Preferred Provider Organization (PPO)
A PPO is a group of doctors and hospitals that provide medical service only to a specific group or association. The PPO may be sponsored by a particular insurance company, by one or more employers, or by some other type of organization. The most obvious difference between HMOs and PPOs is that members aren’t required to work through a PCP in order to get referrals. In addition, members aren’t limited to care from PPO physicians; they’re free to go outside the PPO group.

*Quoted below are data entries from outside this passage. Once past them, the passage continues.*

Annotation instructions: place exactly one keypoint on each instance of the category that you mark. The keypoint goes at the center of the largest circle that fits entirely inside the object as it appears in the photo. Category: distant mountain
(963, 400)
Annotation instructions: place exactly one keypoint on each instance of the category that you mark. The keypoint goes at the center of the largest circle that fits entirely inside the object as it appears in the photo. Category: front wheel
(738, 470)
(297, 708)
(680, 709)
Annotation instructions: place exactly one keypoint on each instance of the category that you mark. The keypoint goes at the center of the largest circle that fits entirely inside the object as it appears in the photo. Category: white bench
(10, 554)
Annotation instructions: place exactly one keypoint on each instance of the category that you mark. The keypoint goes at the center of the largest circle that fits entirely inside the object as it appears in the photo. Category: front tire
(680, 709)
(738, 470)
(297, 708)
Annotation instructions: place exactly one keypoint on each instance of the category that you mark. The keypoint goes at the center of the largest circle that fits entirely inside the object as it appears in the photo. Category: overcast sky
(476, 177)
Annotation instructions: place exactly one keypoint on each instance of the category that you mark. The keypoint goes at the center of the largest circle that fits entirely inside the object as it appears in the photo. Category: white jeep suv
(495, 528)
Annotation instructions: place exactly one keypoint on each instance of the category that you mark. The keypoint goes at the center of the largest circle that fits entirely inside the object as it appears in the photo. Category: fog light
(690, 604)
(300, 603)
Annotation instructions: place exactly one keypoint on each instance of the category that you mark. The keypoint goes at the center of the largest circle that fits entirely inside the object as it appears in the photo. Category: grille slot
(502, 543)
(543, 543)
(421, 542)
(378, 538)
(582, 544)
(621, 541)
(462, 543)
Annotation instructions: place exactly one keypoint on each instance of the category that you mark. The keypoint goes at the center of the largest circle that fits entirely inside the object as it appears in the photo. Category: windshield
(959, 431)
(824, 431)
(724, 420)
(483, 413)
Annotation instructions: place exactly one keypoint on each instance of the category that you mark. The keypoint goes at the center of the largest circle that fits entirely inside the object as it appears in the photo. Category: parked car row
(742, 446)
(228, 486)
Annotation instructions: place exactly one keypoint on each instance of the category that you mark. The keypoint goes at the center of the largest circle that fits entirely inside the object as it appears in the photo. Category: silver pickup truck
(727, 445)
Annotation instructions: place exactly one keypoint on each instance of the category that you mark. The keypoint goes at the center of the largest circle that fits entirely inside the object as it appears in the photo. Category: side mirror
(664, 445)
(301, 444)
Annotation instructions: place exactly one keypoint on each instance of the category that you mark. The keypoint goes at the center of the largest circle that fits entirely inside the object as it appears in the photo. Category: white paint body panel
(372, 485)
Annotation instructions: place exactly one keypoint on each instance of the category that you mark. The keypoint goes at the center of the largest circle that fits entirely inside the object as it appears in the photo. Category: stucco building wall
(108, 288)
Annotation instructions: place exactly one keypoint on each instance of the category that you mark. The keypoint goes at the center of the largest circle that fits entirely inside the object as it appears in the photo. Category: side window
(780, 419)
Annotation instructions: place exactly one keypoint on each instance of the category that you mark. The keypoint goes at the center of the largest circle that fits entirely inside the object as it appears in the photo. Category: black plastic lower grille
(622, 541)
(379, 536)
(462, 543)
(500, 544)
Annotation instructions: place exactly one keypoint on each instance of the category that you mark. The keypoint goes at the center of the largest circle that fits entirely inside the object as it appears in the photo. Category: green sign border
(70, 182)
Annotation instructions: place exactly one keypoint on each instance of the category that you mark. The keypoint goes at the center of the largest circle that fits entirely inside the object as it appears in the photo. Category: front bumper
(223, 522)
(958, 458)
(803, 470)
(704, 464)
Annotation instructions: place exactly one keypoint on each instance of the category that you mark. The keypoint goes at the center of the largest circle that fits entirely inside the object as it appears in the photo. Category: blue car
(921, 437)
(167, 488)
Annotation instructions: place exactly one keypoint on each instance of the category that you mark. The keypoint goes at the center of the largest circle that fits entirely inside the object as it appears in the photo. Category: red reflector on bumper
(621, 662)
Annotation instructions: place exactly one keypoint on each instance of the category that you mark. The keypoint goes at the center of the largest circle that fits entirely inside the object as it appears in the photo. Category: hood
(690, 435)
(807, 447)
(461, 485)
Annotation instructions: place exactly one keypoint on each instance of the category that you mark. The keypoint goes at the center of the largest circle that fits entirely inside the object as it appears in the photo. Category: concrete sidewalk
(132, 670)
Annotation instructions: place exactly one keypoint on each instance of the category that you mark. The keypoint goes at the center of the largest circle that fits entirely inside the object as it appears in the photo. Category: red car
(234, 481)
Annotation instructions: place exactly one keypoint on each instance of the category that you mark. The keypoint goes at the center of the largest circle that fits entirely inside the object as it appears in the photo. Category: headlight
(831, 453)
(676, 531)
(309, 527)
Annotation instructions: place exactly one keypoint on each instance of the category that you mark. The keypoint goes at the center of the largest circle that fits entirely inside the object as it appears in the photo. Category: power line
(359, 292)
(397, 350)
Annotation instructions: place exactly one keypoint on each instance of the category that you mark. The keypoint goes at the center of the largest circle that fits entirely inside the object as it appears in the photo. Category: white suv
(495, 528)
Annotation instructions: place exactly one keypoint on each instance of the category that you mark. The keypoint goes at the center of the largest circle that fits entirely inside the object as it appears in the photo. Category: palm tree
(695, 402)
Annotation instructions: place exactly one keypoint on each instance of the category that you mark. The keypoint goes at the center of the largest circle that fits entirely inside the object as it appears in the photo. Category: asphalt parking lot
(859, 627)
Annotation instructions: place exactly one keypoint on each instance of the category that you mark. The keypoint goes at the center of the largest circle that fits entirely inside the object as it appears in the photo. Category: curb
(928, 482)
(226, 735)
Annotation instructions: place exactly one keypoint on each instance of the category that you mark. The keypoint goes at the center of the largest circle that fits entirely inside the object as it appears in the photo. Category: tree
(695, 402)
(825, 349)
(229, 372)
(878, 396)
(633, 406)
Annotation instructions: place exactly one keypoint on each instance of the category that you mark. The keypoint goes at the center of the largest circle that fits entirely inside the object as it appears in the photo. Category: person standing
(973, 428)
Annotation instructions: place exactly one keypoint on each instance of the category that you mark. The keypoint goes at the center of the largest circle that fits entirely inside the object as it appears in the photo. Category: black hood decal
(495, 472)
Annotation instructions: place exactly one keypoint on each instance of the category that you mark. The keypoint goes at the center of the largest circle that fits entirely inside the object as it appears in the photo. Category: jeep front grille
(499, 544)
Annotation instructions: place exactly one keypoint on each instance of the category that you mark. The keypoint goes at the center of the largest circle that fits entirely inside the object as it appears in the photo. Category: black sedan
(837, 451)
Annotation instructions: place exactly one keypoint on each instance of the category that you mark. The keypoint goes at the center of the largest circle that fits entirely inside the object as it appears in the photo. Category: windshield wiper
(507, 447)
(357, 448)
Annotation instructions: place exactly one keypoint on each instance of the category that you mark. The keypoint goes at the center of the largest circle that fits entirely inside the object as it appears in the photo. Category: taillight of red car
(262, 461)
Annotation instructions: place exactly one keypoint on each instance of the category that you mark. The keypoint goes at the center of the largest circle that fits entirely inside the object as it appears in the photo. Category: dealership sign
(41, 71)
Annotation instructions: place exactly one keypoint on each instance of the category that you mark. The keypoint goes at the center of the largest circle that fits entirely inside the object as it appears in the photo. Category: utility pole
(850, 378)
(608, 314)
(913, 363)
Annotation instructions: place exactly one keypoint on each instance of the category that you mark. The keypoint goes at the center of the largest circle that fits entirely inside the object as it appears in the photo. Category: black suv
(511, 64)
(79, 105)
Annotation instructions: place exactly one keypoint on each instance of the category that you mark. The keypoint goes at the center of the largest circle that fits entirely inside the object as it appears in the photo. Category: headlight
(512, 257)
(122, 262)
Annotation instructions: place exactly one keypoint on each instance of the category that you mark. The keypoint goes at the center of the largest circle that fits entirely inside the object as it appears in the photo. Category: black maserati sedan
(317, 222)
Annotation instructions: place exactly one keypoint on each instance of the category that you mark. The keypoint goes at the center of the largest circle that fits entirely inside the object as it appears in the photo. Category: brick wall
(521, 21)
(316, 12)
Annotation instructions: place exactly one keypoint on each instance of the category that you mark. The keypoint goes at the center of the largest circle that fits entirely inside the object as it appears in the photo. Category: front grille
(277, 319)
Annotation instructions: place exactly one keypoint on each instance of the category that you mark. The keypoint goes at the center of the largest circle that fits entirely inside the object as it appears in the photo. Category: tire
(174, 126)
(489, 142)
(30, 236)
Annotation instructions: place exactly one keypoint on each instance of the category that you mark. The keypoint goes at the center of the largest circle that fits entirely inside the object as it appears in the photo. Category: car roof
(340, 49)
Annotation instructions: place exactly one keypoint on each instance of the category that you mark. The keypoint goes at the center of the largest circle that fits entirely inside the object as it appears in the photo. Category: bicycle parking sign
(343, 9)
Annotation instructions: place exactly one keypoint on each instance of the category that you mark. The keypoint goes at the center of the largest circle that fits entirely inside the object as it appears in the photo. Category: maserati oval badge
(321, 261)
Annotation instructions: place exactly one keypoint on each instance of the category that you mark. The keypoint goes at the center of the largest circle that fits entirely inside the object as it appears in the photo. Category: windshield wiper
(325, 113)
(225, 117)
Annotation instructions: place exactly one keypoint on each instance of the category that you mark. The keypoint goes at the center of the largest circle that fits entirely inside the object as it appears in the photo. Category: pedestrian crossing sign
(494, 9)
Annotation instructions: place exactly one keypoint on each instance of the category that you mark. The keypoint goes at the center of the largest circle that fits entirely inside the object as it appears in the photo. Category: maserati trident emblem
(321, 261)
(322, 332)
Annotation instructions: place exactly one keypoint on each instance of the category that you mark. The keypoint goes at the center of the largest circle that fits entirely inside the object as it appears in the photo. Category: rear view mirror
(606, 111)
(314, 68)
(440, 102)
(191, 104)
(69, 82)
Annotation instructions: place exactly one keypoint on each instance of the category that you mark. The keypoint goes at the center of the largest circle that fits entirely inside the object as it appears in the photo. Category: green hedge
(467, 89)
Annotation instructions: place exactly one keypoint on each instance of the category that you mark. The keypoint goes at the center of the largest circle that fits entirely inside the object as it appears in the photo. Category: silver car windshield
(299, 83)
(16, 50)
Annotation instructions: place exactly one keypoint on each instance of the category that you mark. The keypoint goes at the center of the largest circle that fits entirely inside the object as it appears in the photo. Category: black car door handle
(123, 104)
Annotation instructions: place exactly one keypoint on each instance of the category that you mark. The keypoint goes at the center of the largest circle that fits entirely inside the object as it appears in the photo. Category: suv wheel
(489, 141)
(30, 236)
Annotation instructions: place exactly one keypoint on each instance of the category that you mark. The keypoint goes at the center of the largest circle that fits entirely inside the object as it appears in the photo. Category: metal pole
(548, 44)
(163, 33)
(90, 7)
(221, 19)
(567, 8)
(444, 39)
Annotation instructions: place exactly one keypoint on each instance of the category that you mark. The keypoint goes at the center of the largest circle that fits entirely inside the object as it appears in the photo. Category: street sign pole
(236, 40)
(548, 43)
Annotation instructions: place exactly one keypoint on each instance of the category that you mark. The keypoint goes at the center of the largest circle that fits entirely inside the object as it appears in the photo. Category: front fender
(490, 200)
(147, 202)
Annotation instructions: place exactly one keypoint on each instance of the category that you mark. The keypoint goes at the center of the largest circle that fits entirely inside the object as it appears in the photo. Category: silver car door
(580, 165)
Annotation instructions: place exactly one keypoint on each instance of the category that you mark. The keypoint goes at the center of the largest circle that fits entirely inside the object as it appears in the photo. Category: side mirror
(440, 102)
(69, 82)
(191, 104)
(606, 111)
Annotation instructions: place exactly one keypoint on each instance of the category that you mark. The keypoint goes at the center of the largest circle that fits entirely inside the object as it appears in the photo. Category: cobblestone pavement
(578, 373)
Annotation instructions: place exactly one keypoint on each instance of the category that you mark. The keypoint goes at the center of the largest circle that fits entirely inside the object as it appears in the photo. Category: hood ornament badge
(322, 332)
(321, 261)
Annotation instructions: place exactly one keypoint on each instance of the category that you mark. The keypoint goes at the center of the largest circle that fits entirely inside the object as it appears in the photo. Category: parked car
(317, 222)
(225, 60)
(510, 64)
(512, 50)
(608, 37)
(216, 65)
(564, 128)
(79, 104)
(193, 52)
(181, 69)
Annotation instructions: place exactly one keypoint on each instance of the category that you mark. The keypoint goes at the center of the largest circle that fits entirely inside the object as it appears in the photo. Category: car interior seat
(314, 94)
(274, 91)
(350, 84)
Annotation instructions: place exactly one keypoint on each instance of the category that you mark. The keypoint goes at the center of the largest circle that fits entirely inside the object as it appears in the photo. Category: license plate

The insurance company may reimburse you for 100 percent of care obtained from network physicians, but will only reimburse you 80 percent for non-network treatment. Like POSs, there is a deductible if you go outside the network. An additional benefit of the PPO, however, is that there’s a maximum on out-of-pocket expenses. An out-of-pocket expense maximum, or cap, is the amount that you have to meet in order for the insurance company to pay 100 percent of your policy’s benefits. Your out-of-pocket expenses that go toward this cap include any deductible and co-insurance payments. Unfortunately co-payments and your monthly insurance premium do not count. Most employers offer a choice of a couple of types of coverage, usually One PPO, one HMO, and one FFS plan, but some offer more. The key here is to help the employee pick the one that is best for them. HR solutions has the experienced personnel to help employees navigate the waters of the different programs.

What’s Typically Covered?
With preventive care as the focus, all general “well” visits are typically covered. Managed care plans won’t pay for services not deemed medically necessary, but each plan’s definition of medically necessity might be different. For plans that cover prescription drugs, there may be requirements for specific drugs (such as generic vs. name brand).

Pros and Cons
The primary benefits for managed care are the lower costs for preventive care with some plans not even requiring a copay. The drawbacks of HMOs are fewer choices in doctors and facilities, as well as having to go through a primary physician in order to see specialists. Drawbacks of PPOs include higher fees for those doctor’s outside of the , which at times can be substantial. However, if you or a family member has a chronic health condition that requires regular treatments or regular medication, it may be necessary for the employee to look very closely at the exact medications they are taking and see what their out of pocket cost may be, or at the specific services that they typically get and compare the programs on such micro benefits.